A farmer holds a millet plant for a photograph in a field on the outskirts of Bengaluru, India. (Photographer: Dhiraj Singh/Bloomberg)

Fertiliser Makers Expect Direct Subsidy Transfer Benefits From Next Year

Real gains from the direct benefit transfer of fertiliser subsidy, aimed at plugging losses and fast-tracking payments, are expected to start flowing in from next year.

The first phase of the pilot rolled out on Oct. 1 faced problems such as difficulty with authenticating farmers’ identity, poor internet connectivity and server issues, delay in recognition of stock.

“In the first seven months of the pilot, we have Rs 100 crore due but haven’t received it. But we know that once everything is in place, we will get the dues in seven days,” said A Vellayan, chairman at Murugappa Group, parent of fertiliser maker Coromandel International Ltd. The company is budgeting a longer cash-flow cycle for the first half of the ongoing financial year. “The big benefits of DBT will come in 2019 and 2020. The pain will come in 2018.”

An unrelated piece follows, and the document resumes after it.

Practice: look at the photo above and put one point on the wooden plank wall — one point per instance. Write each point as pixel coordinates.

The Cabinet Committee of Economic Affairs yesterday cleared the proposal of the Department of Fertilizers along with its decision to extend the urea subsidy till 2020. The government increased fertiliser subsidy to Rs 70,080 crore for 2018-19 against the revised estimate of Rs 64,974 crore in the ongoing financial year. That accounts for about a quarter of overall subsidy estimates in the Budget.

The direct benefit transfer for fertilisers differs from the one implemented for LPG subsidy. For fertilisers, payment would not be transferred to a farmer’s bank account but to makers and importers on actual sales made by a retailer. This would set right some of the challenges faced by both the industry and the government such as diversion of subsidised urea for industrial use, delay in subsidy payments, skewed usage of nutrients and even smuggling to neighbouring countries, ICRA Ltd. said in a report.

Under the outgoing system, the company is eligible for subsidy payment after submitting invoices prepared on the basis of receipts at the district-level warehouses, said Abhay Baijal, chief financial officer at Chambal Fertilizers. That typically took 45-60 days. Under the direct transfer, the retailer will record the transaction on a point of sale machine authenticated with biometric information of the farmer, he said. “The fertiliser maker will be entitled to get 100 percent subsidy in seven days.”

Vellayan said setting up retail centres will help improve compliance. “The government is pushing all companies to set up retail centres and that is the only way” to go, he said.